With you around, life was always full of extremes.
"I love you the most, Mama," I remember you confessing with a conspiratorial smile one night before bed. You tossed it out almost casually, like a gift. It was our secret.
A few days later, you took it back.
"I don't love you anymore, Mama!" you screamed one frigid night Papa put together a wooden car for you he bought in New York. You decorated it together, with your current favourite colours, blue and yeh-yow.
It seemed like your previous passions of pink and purple had been cruelly forgotten, cast aside, just like my top status in your heart.
What I did that night thirty years ago to offend you, I don't remember. I just recall the ice pick sticking out of my chest at your childlike utterance.
The way you sat on the stairs outside my room and watched me silently cry, eventually crawling into the room and into my embrace so I could make YOU feel better.
Many years and tears have passed since those innocent, throwaway words, and more mature hurts have sprung up between us. The usual mother-daughter battles we are destined and blessed to go through together.

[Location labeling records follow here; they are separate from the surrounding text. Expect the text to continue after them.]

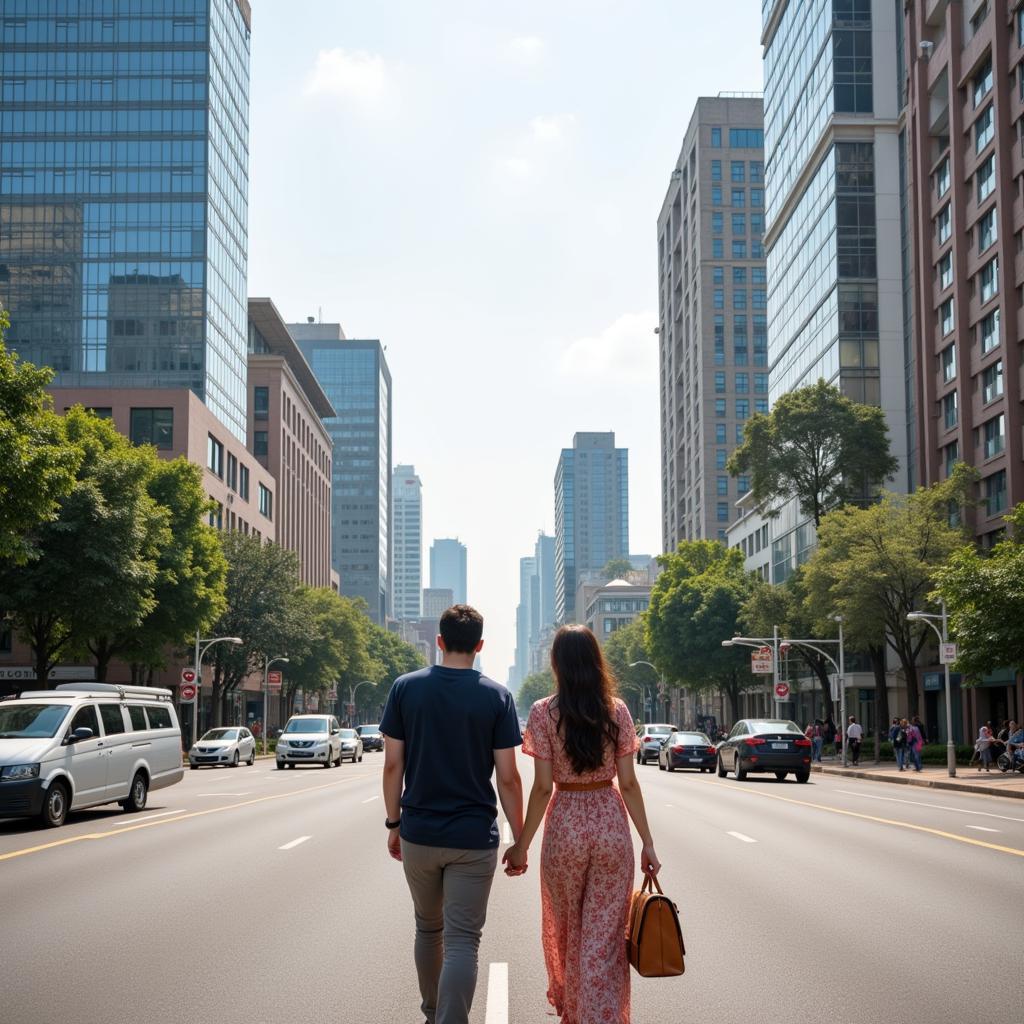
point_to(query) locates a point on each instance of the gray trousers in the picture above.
(450, 890)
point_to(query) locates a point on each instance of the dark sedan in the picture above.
(765, 745)
(687, 750)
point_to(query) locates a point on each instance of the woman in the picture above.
(580, 738)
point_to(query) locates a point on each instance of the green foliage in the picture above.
(38, 459)
(985, 600)
(816, 445)
(694, 605)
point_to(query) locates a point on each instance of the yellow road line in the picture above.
(180, 817)
(884, 821)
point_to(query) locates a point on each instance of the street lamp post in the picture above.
(266, 690)
(923, 616)
(202, 646)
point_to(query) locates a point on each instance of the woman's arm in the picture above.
(629, 786)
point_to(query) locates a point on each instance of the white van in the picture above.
(86, 743)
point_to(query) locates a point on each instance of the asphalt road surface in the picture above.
(253, 895)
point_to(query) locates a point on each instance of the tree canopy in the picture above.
(816, 445)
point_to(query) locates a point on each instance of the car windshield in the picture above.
(306, 725)
(776, 726)
(31, 721)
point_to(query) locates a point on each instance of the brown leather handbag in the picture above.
(653, 939)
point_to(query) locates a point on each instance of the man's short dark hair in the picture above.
(461, 629)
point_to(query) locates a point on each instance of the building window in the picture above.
(984, 129)
(991, 382)
(989, 280)
(946, 270)
(946, 316)
(948, 359)
(987, 230)
(261, 402)
(995, 493)
(985, 177)
(949, 416)
(995, 435)
(153, 426)
(214, 456)
(265, 502)
(988, 332)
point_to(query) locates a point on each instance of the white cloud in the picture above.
(364, 80)
(525, 50)
(625, 350)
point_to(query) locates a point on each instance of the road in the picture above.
(253, 895)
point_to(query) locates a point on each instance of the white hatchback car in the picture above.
(227, 747)
(310, 739)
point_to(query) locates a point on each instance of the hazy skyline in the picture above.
(479, 188)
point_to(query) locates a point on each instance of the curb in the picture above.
(932, 783)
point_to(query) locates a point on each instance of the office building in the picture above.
(591, 513)
(287, 410)
(407, 544)
(713, 323)
(448, 567)
(835, 247)
(356, 381)
(124, 155)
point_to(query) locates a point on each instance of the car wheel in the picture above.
(55, 805)
(137, 794)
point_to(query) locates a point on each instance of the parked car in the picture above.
(227, 747)
(687, 750)
(651, 737)
(83, 744)
(765, 745)
(310, 739)
(351, 745)
(373, 738)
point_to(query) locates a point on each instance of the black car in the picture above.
(765, 745)
(371, 736)
(687, 750)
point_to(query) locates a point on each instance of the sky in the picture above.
(478, 185)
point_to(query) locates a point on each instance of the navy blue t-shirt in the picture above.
(451, 721)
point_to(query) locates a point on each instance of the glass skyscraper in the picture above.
(356, 379)
(124, 154)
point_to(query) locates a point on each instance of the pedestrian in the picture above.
(898, 738)
(914, 741)
(580, 739)
(446, 729)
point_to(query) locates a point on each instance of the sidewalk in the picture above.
(992, 783)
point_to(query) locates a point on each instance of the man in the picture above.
(854, 733)
(446, 729)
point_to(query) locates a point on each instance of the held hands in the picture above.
(514, 860)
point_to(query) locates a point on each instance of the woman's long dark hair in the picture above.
(585, 688)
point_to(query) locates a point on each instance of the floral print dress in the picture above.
(586, 878)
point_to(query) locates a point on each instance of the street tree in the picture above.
(984, 598)
(39, 462)
(875, 565)
(694, 605)
(816, 445)
(93, 570)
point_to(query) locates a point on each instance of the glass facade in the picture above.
(356, 380)
(124, 193)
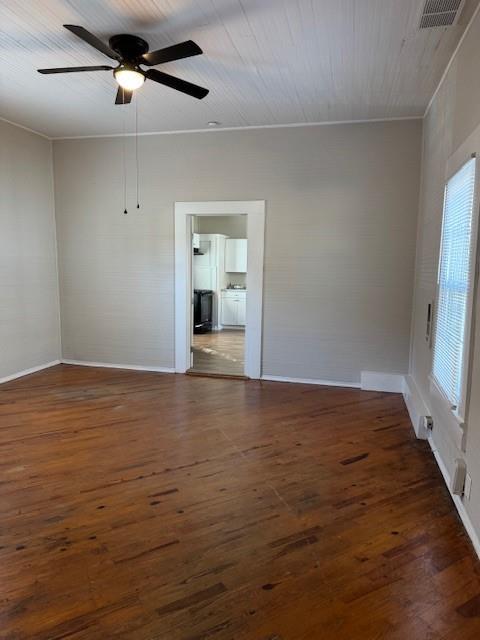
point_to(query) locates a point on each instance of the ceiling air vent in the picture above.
(440, 13)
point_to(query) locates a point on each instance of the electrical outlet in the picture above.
(468, 487)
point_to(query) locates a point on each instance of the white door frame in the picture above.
(255, 211)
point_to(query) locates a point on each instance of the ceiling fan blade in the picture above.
(123, 96)
(102, 67)
(92, 40)
(176, 83)
(175, 52)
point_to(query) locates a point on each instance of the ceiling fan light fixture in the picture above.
(129, 78)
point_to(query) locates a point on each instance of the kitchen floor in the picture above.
(219, 352)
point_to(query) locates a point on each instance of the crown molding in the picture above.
(293, 125)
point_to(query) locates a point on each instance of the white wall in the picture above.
(231, 226)
(452, 119)
(340, 241)
(29, 316)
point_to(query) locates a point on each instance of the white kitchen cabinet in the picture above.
(236, 255)
(233, 308)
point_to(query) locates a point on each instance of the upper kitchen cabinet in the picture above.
(236, 255)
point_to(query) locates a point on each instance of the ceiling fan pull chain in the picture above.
(125, 211)
(136, 151)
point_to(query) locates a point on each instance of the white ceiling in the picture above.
(266, 62)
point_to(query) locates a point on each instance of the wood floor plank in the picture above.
(144, 506)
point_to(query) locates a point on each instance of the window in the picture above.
(455, 285)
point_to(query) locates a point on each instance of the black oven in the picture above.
(202, 310)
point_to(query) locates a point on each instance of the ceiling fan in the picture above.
(131, 52)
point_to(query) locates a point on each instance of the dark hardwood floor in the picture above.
(159, 507)
(219, 352)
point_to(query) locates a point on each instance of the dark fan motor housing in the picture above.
(131, 52)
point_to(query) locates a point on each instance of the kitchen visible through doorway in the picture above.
(219, 277)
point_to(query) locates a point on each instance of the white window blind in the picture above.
(455, 276)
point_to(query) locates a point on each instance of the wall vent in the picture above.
(440, 13)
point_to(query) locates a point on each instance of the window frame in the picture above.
(459, 413)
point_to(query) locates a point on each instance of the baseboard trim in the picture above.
(322, 383)
(462, 512)
(379, 381)
(109, 365)
(27, 372)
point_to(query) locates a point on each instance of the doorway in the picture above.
(219, 289)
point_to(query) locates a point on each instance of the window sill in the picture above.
(451, 420)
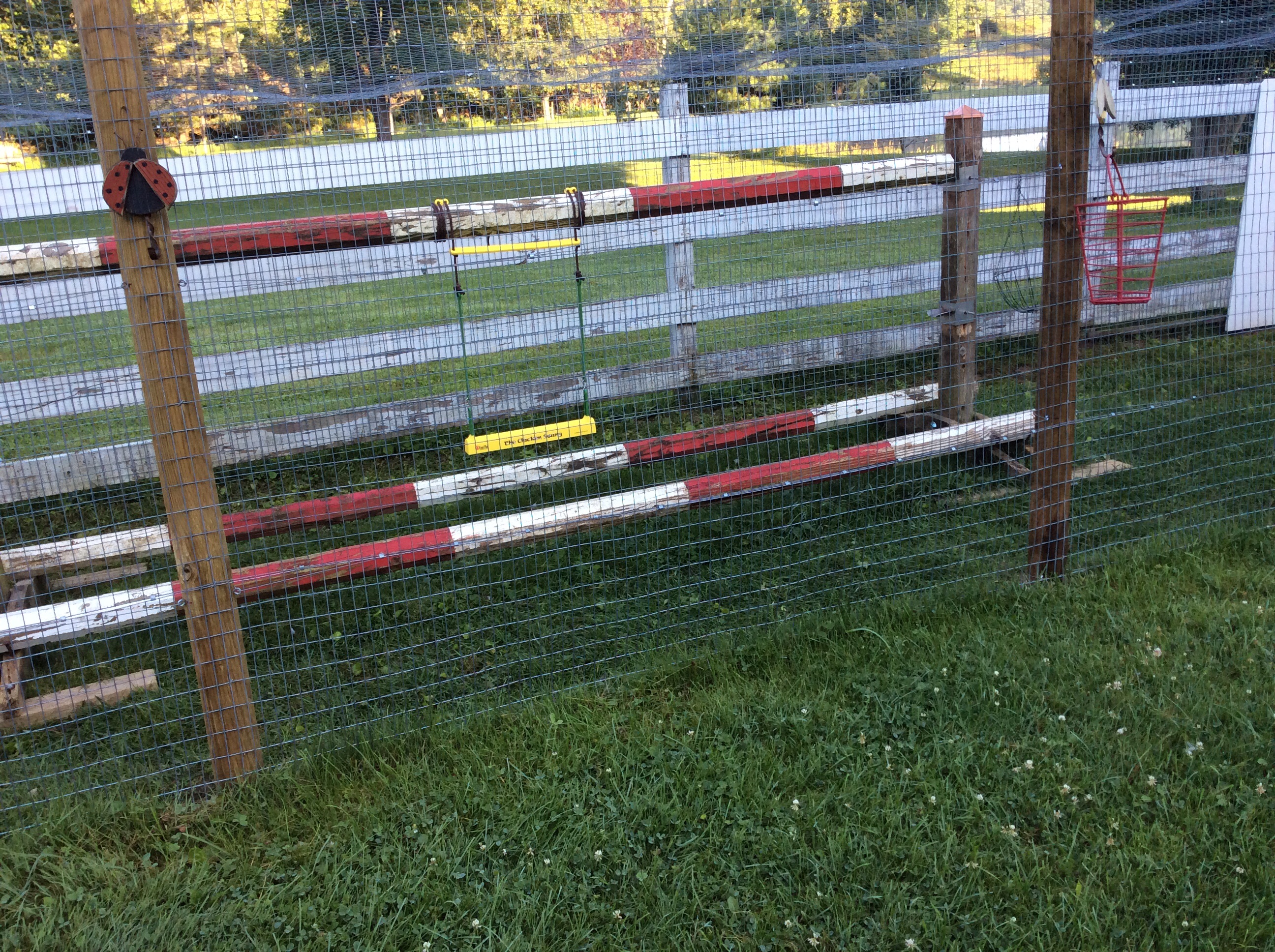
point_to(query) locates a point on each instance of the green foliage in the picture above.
(1074, 765)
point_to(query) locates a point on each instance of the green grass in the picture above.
(104, 341)
(1066, 766)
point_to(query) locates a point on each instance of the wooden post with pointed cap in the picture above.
(1066, 181)
(121, 119)
(958, 287)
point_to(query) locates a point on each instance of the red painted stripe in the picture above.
(424, 548)
(666, 447)
(309, 513)
(742, 190)
(804, 470)
(339, 565)
(109, 251)
(281, 238)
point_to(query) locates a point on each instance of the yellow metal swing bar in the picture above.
(527, 436)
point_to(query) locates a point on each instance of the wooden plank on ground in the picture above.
(1071, 61)
(91, 391)
(130, 462)
(61, 705)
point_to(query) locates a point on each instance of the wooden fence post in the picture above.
(958, 287)
(1252, 285)
(675, 104)
(1071, 58)
(121, 119)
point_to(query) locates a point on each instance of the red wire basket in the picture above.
(1120, 238)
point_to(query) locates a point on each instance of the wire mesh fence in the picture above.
(536, 341)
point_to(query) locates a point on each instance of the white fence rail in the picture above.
(59, 192)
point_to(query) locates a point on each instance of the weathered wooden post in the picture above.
(958, 287)
(121, 120)
(675, 104)
(1071, 61)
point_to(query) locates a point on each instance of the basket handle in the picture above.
(1114, 175)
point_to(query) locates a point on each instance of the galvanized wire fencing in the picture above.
(531, 347)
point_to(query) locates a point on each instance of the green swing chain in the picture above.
(445, 231)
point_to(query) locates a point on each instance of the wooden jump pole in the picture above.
(1071, 60)
(958, 287)
(121, 120)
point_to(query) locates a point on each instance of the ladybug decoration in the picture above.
(139, 186)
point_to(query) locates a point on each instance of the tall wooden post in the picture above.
(958, 289)
(675, 104)
(1071, 58)
(121, 120)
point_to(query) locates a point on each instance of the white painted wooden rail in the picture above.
(92, 294)
(354, 166)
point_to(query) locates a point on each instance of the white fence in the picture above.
(367, 164)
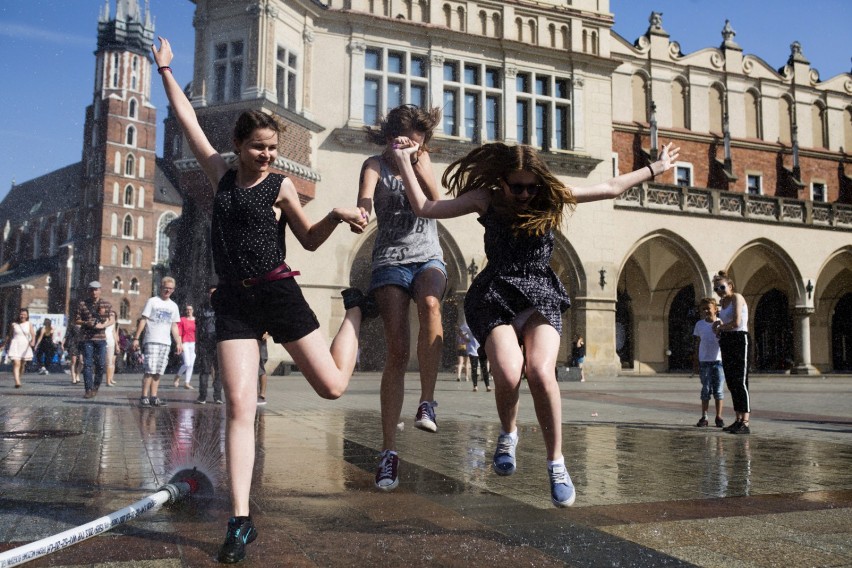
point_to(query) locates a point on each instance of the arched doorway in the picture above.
(682, 318)
(841, 334)
(624, 329)
(773, 330)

Not everything is a state of emergency anymore. That I am grateful for. My current ticker couldn't take the excitement. I am old and relieved to be free of certain things like tantrums and slammed doors, but I still remember the way you used to pronounce the word "world" like a man from the 1940s. It would come out sounding weirdly wonderful, like "wieuld," and there was nothing better I'd ever heard.
When you were four, you would always skip the number 15 when counting to 20, no matter how many times we reminded you of its existence. You would also cheat constantly at Snakes 'N Ladders, all coy eyes and side grins. I let you win most of the time, for my own peace of mind. If I didn't, you'd turn your back on me and pout out the window. Or immediately demand a rematch. We must have played it eight thousand times. My knees and hips wouldn't survive that wooden floor now.
I don't have to prepare your breakfast anymore, or cajole you to eat something other than crackers. Do you still prefer Cheerios in the morning and shredded cheese and nectarines for dinner? I wonder if your kids will also be picky eaters. You can blame your father for that. You got that gene from him.
Sometimes when Papa and I are sick of playing cards or watching documentaries or just seeing our own faces, we watch videos of you. Back when you had baby teeth and baby thumbs you still sucked at night.
Now your woman's hands remind me of my own, before time and age spots took them hostage. I wish I could hold yours more. I remember painting your nails for the first time, with cheap Frozen polish that came off nearly as quick as it went on. Now it is you taking my arm as we cross the street. Your eyes that scan the roads for any potential danger. That used to be my job.
It seems like we have switched places in so many ways.
I remember when you got your first ear infection, how you couldn't hear properly for weeks afterwards. "Talk louder, Mama!" you would shout angrily, thinking I was plotting to annoy you. Your father and I would have to hold you down and force the medicine down your throat. Sometimes the ordeal could last a good 20 minutes while you took breaks and deep breaths.
Now it's me with the bad hearing. I long to listen to you hum under your breath. I wouldn't even mind your incessant questions, your constant "why?"s. Your quick video calls these days just aren't the same as seeing you up close, seated beside me on the couch. When you come home on Sundays and lean in and talk into my good ear, it feels like love. It feels like you never left the nest.
It's the only time my heart doesn't hurt in my chest.
I remember that old intimacy we had when I was still young and you were a small child. The way you would depend on me for everything. How you would curl up in my lap for comfort. The way I would croon and rock you back and forth, soothing away a world of hurts with only my arms and heart.
I felt so powerful then, so full of womanly focus and purpose. I was a lioness.
I know you feel the distance, the pain of being growing up. Sometimes you still bury your face in my neck and pull me close when the loneliness gets too much.
There are days when it feels like all I have left are aches and pains and crosswords. Pills and doctor's appointments. There are no more forks in the road for me, just rest and reflection. There is a time for living, and a time for introspection.
Now I get to sip chai tea all day long and finally get around to reading all those books I bought and piled in a tower in the bedroom. I await your visits and the possibility of grandchildren and ponder all the lines on my old lady hands, the ones that have led me to you, my unconditional love.